TSAA Archery News
Issue IX - Upcoming Tourneys & FundRaising
May 30, 2002

Hi !

In this newsletter:
Howdy to Hyo Jung Kim
New Jersey Gold Cup, or "How Even The Best Laid Plans Can Go Astray"
Click here for Junior World Team Trials
A View To A Shot
Deadlines Approaching!
Collegiate Archers Raising Funds

 
 
Howdy to Hyo Jung Kim

We all had a pleasant surprise at the Texas Shootout this year when a South Korean woman recurve archer appeared on the line.  Over the three day event she proceeded to hold a clinic on form and style, and scored the highest FITA and FOR scores despite the windy conditions. She is a joy to watch, both due to her consistency and the relaxed way she shoots.  There is a good chance that she will make Texas her permanent home, so we hopefully can look forward to enjoying her company at future events.
Hyo Jung Kim is from Suwon, South Korea and began shooting in the 5th grade. Interestingly, in Korea, the day you are born, you are 1 year old.  Kinda like credit for time served, with an extra three months added for good behavior, I guess.  So in Korea she would be 25 but here she is 24 years old.  Archery is in Korea what baseball is in the U.S., with inter-school competitions, regional and national competitions just like football or soccer.  She was able to win a national title at 17, and was then picked to join the Korean national team. That same year at 17 she participated in the world competitions in Italy where she set a 70 meter world record of 345 which only recently fell to another Korean (348).

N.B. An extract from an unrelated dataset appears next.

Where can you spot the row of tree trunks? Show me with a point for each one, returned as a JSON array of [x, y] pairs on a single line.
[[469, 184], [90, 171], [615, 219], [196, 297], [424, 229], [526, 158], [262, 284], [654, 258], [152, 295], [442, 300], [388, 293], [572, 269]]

She stayed on the team for a number of years, winning several medals.  As a member of the team, she attended the University of Kangnam and received a degree in Literature.  This last December she retired from their team.

Hyo Jung and her mother are here visiting her cousin, Mrs. Toya Creighton, who lives in South Lake , Texas and actively working on getting their citizenship and making Texas their home.

During the recent Shootout's FITA portion (where 36 arrows are shot at each of four distances), Hyo Jung Kim turned in a score of 319(70m)/320(60m)/324(50m)/340(30m), for a total FITA score of 1303. Considering that she had not trained since December and was shooting a new bow setup that was literally only days old, it is surprising that she still managed to finish a full 40 points ahead of the nearest (past US Olympian) competitor. During the Olympic Round she narrowly edged Janet Dykman by 2 points for another first place, sweeping the women's recurve division. She earned the first place at the Gold Cup in New Jersey and will participating in the California Cup, the Texas State Target Championship(July 6) as well as the NAA National Target/Grand Prix in Canton at the end of July.
Clearly Korea's loss is Texas' (and the United States') gain.  Be sure to give her a friendly Texas Howdy and welcome.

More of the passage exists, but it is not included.